Muhammad’s lawyers had appealed for the US Supreme Court to delay the execution while it examines a plea on whether his sentence was constitutional.
“The application for stay of execution of sentence of death presented to the chief justice and by him referred to the court is denied,” Monday’s Supreme Court ruling obtained by AFP said.
Muhammad is now due to be put to death by lethal injection at 9:00 pm (0200 GMT) Tuesday in Virginia.
During the 2002 rampage that left 10 people dead and the Washington region paralyzed with fear, Muhammad, a skilled marksman, picked off victims in shopping malls, outside schools and at gas stations.
With the aid of a high-power sniper rifle and scope, he unleashed a reign of terror over three weeks, killing each of his victims with a single bullet fired from a distance.
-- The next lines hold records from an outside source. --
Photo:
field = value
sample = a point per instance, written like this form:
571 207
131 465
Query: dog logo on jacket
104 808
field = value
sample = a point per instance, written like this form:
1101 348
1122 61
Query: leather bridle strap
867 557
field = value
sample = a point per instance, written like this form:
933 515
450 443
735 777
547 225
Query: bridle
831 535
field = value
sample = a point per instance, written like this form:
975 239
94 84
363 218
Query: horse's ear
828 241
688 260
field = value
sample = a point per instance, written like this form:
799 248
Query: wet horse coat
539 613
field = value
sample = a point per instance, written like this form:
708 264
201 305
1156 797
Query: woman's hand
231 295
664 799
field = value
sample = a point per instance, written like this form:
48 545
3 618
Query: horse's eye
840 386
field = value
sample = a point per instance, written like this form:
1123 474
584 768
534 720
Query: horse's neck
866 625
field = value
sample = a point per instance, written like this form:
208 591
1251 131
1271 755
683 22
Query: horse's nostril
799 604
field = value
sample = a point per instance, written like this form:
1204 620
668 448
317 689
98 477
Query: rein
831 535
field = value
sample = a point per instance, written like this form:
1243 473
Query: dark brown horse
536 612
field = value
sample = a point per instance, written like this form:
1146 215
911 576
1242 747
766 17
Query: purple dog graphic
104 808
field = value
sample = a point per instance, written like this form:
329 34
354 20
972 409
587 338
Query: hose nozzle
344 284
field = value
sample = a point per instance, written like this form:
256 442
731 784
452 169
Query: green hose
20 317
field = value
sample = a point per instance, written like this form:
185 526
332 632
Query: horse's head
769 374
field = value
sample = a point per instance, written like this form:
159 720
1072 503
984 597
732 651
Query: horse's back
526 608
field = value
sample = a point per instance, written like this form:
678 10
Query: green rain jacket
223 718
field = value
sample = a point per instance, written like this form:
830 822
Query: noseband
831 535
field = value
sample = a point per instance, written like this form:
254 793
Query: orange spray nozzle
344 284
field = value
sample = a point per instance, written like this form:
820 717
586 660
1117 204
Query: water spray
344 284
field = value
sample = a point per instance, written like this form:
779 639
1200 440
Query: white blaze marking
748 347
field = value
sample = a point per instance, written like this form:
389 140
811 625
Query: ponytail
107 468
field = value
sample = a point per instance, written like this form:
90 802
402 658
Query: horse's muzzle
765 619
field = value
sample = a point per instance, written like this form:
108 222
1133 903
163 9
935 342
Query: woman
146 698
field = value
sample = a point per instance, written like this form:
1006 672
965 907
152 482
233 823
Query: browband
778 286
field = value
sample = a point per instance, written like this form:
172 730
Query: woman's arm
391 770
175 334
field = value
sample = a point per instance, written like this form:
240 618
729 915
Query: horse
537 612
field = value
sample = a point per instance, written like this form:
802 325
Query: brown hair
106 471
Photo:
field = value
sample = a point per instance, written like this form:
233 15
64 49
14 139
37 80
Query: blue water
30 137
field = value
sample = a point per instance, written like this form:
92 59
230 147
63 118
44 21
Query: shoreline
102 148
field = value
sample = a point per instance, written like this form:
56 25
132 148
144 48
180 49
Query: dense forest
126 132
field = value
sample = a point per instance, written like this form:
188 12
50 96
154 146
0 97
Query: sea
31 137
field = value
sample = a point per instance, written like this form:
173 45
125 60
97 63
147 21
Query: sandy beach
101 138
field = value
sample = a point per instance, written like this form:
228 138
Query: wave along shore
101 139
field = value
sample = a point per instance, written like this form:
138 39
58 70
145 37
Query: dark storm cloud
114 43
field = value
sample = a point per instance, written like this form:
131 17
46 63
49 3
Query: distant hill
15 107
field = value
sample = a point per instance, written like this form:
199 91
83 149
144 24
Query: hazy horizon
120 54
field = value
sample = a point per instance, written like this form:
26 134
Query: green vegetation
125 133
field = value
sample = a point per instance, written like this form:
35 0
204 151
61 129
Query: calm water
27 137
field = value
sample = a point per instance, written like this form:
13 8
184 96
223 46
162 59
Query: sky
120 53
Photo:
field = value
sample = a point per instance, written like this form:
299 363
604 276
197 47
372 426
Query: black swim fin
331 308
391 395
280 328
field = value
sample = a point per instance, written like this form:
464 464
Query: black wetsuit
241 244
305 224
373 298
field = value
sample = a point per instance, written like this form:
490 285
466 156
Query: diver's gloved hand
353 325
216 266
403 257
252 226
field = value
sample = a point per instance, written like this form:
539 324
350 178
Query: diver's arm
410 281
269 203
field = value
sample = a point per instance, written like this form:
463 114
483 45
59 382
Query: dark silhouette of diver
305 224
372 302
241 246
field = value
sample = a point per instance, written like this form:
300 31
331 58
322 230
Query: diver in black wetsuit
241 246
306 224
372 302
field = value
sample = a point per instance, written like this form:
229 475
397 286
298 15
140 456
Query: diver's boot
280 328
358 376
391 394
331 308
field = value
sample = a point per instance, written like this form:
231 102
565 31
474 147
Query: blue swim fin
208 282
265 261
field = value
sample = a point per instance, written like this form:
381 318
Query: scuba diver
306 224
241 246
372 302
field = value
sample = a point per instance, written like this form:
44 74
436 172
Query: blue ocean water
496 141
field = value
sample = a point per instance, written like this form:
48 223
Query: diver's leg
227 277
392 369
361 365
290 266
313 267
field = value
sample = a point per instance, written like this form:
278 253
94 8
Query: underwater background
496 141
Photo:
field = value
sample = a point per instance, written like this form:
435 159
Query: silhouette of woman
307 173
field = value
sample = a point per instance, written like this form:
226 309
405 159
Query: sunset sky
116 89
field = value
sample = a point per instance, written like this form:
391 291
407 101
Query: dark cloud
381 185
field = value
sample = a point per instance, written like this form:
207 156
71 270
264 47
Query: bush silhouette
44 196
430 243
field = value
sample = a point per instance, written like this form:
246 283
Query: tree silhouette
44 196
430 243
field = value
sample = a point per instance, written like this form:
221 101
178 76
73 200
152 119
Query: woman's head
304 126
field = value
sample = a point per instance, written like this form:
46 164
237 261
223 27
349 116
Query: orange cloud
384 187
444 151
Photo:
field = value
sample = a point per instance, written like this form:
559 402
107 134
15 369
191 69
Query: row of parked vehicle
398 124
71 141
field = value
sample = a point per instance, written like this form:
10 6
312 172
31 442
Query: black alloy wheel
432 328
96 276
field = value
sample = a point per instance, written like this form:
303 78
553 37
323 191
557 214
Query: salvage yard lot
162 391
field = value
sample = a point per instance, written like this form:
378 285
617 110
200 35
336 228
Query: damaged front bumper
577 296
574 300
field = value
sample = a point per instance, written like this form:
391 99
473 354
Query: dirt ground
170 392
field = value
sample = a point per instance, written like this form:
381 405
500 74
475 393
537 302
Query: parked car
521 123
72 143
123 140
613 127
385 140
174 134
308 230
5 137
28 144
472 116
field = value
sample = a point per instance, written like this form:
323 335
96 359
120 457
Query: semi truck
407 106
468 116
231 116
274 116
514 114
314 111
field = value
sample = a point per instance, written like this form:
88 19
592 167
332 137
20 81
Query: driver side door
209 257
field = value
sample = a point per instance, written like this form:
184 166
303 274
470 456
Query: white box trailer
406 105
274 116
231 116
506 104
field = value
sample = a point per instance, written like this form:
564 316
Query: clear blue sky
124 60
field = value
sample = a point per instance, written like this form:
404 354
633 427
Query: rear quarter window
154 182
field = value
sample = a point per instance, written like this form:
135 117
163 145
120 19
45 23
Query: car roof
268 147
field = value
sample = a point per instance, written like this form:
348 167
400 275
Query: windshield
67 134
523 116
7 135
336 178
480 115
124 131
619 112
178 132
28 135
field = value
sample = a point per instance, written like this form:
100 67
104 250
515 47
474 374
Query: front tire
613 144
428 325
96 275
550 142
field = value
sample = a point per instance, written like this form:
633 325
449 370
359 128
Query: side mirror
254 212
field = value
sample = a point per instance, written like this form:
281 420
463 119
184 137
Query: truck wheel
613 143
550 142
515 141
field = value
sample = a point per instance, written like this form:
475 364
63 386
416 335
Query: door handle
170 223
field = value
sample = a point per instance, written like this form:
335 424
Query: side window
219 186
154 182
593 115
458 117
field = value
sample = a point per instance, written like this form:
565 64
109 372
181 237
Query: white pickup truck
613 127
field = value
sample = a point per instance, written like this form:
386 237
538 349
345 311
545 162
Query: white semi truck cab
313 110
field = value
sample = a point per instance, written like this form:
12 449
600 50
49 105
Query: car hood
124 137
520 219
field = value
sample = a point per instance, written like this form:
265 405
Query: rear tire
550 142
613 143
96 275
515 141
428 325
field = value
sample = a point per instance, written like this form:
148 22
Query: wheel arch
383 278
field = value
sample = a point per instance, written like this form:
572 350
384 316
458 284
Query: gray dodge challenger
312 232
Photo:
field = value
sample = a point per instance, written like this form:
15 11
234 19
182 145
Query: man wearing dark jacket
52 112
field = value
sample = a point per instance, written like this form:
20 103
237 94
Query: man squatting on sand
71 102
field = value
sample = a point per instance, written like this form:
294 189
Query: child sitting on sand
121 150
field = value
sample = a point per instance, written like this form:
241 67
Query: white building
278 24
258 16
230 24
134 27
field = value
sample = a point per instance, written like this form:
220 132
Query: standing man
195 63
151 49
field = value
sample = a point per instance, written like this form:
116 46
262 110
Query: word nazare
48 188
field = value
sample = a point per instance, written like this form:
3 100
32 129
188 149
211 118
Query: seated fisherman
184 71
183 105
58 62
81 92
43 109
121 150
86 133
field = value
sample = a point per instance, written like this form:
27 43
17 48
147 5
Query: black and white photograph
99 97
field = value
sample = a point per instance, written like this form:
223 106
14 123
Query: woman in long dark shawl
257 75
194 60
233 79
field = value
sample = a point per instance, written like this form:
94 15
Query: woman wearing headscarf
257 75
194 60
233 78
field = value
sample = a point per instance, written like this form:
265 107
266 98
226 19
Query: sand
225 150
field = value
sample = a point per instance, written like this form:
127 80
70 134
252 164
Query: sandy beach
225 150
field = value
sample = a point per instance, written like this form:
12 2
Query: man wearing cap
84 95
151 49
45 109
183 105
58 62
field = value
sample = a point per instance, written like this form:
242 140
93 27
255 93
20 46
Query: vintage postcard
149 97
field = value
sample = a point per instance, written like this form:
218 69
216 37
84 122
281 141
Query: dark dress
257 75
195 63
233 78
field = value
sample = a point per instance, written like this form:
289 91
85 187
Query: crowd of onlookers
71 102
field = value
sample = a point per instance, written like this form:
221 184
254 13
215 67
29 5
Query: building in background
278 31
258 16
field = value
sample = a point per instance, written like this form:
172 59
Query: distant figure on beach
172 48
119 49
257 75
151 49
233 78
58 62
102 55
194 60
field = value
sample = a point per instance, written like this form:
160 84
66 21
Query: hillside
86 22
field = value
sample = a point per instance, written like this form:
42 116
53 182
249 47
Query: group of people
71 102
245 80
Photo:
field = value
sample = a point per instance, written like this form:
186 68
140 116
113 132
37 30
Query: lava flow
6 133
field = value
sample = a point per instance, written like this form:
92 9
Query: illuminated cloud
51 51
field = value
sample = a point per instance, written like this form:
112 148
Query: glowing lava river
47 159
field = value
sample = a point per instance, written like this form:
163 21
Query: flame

He was tracked down after an exhaustive manhunt by federal and local police.
But his lawyers argued Muhammad had not been properly legally represented during his trial in March 2004, when his legal team did not contest his request to defend himself even though he was clearly suffering from mental problems.
The defense team had asked the Supreme Court to rule on whether the 2004 sentence was constitutional, and a hearing had been set for November 24.
In a dissenting statement attached to the ruling, Justice John Stevens, backed by two other justices, said Monday: “This case once again highlights the perversity of executing inmates before their appeals process has been fully concluded.
“By denying Muhammad’s stay of application we have allowed Virginia to truncate our deliberative process on the matter — involving a death row inmate — that demands the most careful attention.
“This result is particularly unfortunate in light of the limited time Muhammad was given to make his case to the district court.”
Muhammad’s lawyers last week asked the nation’s highest court to halt his execution to give the justices more time to examine an appeal against his death sentence.
“Trial counsel knew that Muhammad had been diagnosed with severe mental illness, and personally observed Muhammad’s struggle with severe symptoms of psychiatric disorders prior to the start of the trial,” said one of two documents presented to the court last week.
“These paranoid and delusional beliefs were clearly evident in and had devastating effect on, Muhammad’s behavior in this case,” the lawyers’ petition read.
Muhammad’s teenaged accomplice, Lee Boyd Malvo, who was 17 at the time of the shootings, is serving a sentence of life in prison.